Identification of High-Risk COVID-19 Patients Through ACE Gene Polymorphism Detection
The prevalence of a structural variant within the ACE gene (D/D) is suspected to be higher in patients with more severe outcomes of SARS-CoV-2 infection when compared to those with milder symptoms and the general population. Emerging data from Europe indicates a correlation between the ACE polymorphism and COVID-19 morbidity.
Peter Larsen, PhD, assistant professor in the Veterinary and Biomedical Sciences Department, is leading a study to determine if the ACE (D/D) variant can be used to predict/identify high-risk patients during the early phases of SARS-CoV-2 infection. The project’s goals are to confirm if ACE (D/D) is overrepresented in patients with more severe outcomes of SARS-CoV-2 infection among their peers, and to investigate the epigenetic mechanisms underlying the effects the ACE polymorphism has on the expression of both ACE and ACE2.

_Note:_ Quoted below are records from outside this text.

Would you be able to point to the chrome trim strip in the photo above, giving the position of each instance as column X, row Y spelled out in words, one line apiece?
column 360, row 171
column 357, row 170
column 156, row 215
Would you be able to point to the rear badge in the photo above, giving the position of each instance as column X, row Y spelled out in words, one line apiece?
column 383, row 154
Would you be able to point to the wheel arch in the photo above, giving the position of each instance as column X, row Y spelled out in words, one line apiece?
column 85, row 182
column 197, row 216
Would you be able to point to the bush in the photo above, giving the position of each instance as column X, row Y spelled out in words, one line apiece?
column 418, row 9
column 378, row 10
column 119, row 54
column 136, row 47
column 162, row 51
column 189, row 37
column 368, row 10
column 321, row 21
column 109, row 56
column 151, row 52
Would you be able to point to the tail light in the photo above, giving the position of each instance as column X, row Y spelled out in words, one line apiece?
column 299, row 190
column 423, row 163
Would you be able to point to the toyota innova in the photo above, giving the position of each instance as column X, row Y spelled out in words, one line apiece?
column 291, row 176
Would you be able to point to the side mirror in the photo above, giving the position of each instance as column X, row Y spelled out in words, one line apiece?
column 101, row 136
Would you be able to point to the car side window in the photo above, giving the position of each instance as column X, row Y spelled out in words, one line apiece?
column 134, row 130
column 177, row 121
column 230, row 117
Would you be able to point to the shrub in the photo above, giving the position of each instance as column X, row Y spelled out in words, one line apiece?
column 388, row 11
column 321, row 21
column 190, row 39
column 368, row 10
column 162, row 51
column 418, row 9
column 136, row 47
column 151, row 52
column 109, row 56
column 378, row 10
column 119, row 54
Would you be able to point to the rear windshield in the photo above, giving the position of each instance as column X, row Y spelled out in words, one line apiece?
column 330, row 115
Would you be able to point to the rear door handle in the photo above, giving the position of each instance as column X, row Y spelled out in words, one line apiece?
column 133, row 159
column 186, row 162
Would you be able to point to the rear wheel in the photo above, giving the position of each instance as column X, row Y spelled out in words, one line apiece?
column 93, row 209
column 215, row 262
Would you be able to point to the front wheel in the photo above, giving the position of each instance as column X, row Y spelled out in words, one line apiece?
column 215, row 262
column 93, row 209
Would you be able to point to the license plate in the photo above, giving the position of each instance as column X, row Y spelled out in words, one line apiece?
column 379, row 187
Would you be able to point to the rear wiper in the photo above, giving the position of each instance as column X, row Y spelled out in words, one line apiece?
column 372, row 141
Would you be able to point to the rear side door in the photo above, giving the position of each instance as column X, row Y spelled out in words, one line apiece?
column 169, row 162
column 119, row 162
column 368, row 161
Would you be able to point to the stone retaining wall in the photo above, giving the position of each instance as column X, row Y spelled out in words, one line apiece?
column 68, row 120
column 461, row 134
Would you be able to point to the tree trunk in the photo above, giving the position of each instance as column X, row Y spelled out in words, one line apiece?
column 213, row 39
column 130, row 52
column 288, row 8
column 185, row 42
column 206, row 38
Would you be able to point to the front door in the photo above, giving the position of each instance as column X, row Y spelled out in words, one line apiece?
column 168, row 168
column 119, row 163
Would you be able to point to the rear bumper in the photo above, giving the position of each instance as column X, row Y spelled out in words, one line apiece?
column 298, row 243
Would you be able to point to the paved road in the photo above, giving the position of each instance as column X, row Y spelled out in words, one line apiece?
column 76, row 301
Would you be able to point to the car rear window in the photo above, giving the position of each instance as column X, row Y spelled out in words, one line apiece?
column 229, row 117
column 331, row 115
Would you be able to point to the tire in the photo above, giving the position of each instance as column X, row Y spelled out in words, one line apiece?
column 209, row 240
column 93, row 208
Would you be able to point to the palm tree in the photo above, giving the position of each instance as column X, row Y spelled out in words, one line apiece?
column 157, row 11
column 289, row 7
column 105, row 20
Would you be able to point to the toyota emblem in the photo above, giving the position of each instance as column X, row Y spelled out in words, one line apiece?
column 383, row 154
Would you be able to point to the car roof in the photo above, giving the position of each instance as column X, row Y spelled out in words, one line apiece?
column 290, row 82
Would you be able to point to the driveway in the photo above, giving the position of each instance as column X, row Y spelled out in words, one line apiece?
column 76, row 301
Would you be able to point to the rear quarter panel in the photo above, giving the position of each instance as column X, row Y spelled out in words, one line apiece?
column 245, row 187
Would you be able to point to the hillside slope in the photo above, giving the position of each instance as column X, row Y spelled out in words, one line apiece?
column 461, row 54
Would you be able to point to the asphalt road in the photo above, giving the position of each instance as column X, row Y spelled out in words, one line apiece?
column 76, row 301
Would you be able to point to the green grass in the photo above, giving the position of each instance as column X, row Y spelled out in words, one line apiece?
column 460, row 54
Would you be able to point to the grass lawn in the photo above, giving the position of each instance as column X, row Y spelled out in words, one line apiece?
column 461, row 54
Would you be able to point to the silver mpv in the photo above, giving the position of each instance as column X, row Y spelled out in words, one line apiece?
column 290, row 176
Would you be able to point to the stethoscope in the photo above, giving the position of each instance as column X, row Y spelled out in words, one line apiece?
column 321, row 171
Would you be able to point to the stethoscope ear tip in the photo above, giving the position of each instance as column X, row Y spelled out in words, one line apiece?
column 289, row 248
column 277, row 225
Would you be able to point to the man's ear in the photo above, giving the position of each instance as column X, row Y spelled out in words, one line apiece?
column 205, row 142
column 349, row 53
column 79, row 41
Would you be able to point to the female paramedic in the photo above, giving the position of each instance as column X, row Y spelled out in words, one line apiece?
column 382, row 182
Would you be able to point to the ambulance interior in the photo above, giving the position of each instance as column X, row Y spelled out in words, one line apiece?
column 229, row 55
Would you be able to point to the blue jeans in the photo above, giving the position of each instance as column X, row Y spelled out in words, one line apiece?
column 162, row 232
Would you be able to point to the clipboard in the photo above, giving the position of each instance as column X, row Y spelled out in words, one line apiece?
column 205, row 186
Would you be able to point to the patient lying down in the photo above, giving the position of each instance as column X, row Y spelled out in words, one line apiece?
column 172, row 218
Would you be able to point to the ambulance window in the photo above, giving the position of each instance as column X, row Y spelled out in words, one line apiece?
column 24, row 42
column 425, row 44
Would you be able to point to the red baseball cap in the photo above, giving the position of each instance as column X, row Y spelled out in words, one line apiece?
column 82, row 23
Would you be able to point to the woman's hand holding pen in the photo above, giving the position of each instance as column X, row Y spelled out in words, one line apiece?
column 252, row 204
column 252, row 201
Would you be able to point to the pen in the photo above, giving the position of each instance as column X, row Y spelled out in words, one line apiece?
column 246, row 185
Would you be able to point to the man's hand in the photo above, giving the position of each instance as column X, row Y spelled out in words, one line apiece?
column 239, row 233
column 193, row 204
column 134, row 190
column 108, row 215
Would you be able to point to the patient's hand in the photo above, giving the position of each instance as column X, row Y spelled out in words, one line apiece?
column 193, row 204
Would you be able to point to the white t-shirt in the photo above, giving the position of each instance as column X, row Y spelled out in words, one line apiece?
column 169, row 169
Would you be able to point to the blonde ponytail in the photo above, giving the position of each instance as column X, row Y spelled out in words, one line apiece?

“The results will allow us to confirm the role that the ACE polymorphism plays in the prevalence and clinical outcome of SARS-CoV-2 infection,” said Larsen. “This finding would directly inform treatment options and preventative strategies for severe COVID-19 outcomes via ACE PCR screening.”
This project is supported by the UMN Campus Public Health Officer's CO:VID (Collaborative Outcomes: Visionary Innovation & Discovery) grants program, which support University of Minnesota faculty to catalyze and energize small-scale research projects designed to address and mitigate the COVID-19 virus and its associated risks.